Eye & Vision Board Index

Hi tela44,

Just distorted vision, or wobbliness, or 20/40 vision does not mean you have macular pucker. Know that distortion in vision can come in various forms - blurriness is different than wavy vision or double vision, for example, and each has a different root cause - it could be your eye lens or retina or even the optic nerve or brain.What makes you think you have macular pucker, in particular?

Although macular pucker, or epi-retinal membrane (ERM) (which is a thin cellophane tape-like membrane on the retina) can, sometimes, cause wiggliness/waviness in vision, there are thousand other reasons why you may feel wobbly or off-balance. You need to ask a retinal specialist or an eye doctor to rule out macular pucker since that can be serious, although not always.

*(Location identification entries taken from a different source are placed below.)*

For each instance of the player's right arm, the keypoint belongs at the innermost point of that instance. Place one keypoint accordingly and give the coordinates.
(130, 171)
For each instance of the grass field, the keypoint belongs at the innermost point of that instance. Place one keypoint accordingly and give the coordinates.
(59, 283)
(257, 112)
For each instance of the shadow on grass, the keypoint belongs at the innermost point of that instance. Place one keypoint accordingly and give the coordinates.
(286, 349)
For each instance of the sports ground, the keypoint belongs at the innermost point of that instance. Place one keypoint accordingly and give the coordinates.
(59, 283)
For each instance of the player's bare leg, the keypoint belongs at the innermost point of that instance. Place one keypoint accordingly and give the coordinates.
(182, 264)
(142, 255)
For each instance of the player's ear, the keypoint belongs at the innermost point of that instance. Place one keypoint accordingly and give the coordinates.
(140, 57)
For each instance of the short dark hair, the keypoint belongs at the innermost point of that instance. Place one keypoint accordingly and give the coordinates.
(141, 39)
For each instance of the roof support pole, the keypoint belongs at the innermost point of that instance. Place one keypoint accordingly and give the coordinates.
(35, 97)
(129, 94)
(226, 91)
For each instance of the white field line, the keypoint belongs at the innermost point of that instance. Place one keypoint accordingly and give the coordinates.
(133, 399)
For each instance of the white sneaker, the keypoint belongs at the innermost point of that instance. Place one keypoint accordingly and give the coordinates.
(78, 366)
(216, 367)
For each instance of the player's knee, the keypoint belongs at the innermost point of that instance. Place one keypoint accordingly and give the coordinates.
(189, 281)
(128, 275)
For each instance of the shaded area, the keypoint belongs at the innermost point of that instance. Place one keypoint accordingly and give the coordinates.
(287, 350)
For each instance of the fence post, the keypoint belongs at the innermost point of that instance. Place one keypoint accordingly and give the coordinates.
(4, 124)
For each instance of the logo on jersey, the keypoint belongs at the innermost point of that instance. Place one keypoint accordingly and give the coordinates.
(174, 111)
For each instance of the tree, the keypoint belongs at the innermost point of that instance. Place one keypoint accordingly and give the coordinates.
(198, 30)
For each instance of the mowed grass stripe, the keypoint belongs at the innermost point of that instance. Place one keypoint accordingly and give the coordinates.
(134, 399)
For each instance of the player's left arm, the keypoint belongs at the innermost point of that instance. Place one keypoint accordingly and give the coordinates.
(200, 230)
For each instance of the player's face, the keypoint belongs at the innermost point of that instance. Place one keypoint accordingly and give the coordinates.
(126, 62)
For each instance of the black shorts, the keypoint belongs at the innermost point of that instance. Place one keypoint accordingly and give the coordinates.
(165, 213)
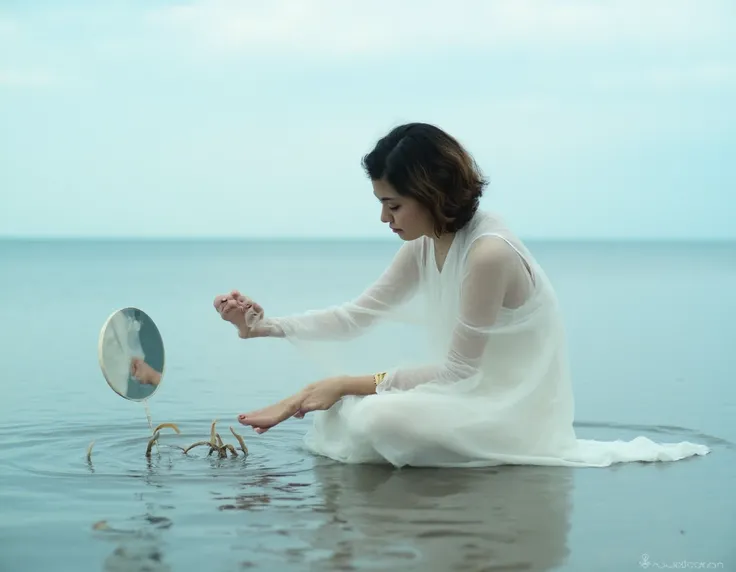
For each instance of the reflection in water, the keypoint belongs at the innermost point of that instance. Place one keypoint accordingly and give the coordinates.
(375, 517)
(509, 517)
(138, 549)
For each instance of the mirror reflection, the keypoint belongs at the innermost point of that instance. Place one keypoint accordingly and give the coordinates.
(131, 354)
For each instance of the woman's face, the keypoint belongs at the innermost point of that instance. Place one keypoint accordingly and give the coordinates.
(405, 216)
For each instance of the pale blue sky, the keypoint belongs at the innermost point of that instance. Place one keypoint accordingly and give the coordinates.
(222, 118)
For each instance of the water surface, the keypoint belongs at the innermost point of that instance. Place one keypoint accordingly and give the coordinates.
(651, 345)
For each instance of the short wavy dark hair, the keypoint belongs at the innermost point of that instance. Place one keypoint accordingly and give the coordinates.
(423, 162)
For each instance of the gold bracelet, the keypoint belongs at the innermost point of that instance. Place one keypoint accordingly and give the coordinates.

There are different grades of macular pucker, depending on the thickness of the ERM - from grade 0 (not so serious) to grade 2 (serious). The waviness in vision is usually examined by an "Amsler grid" test - where vertical or horizontal lines appear wiggly. Do you see waviness, for example, when you look at bathroom tiles or edges of book-shelves, after correcting your vision with your normal glasses, if you have any? If so, then you should certainly see the eye doctor.

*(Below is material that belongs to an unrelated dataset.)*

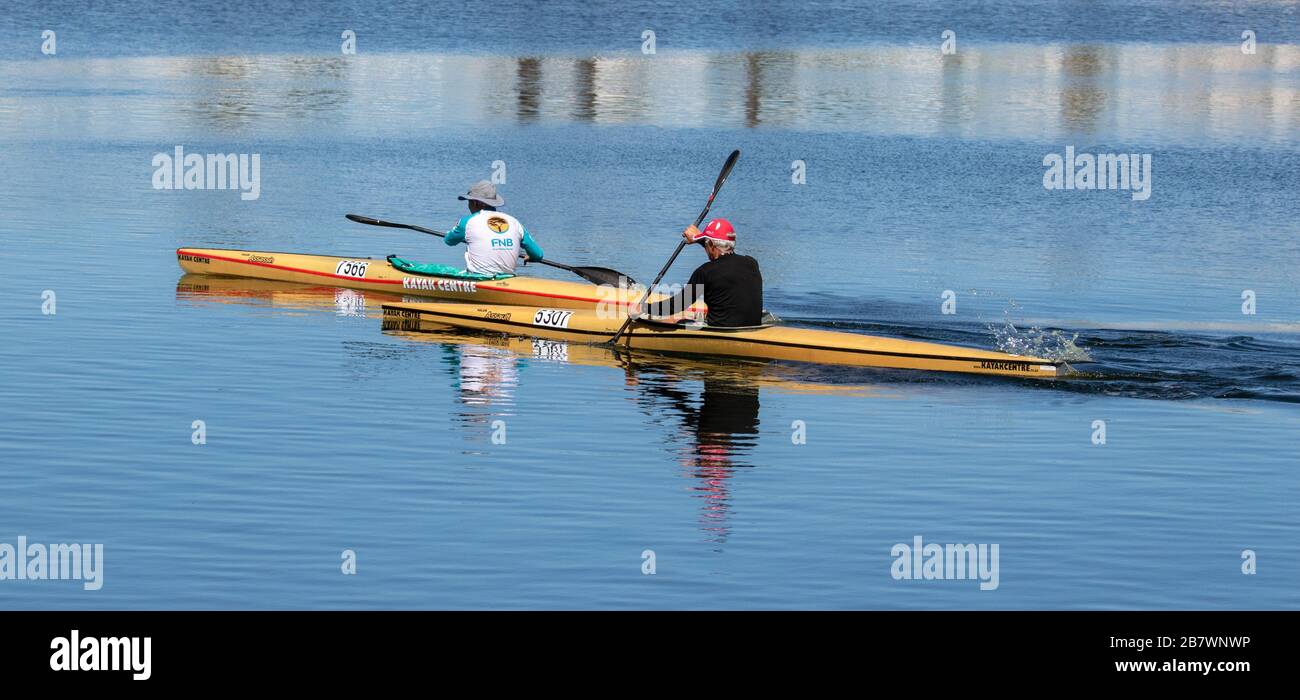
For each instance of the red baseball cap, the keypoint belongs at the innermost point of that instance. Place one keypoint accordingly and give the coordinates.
(718, 229)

I have had slight ERM after an operation (vitrectomy) for retinal detachment, for both eyes, and initially when the eye was healing, I had slight 3-d stereoscopic and double vision problems - but both of them subsided on their own after a few weeks. May be, for a few days during that recovery period I might have felt a little bit off-balance, but not much really. Now after two years I have 20/25 and 20/30 vision in both eyes and don't really need/use glasses. However, the wiggly/wavy vision problem has not gone away in one of the eyes with severe macular retinal detachment - but that does not bother me since the other eye takes over.

Best is to see your eye-doctor and get your retina examined thoroughly, if you feel something is wrong with your vision! And, also your normal physician to see if off-balance is due to something else altogether, like, inner ear problems (which is largely responsible for your sense of balance). All the best!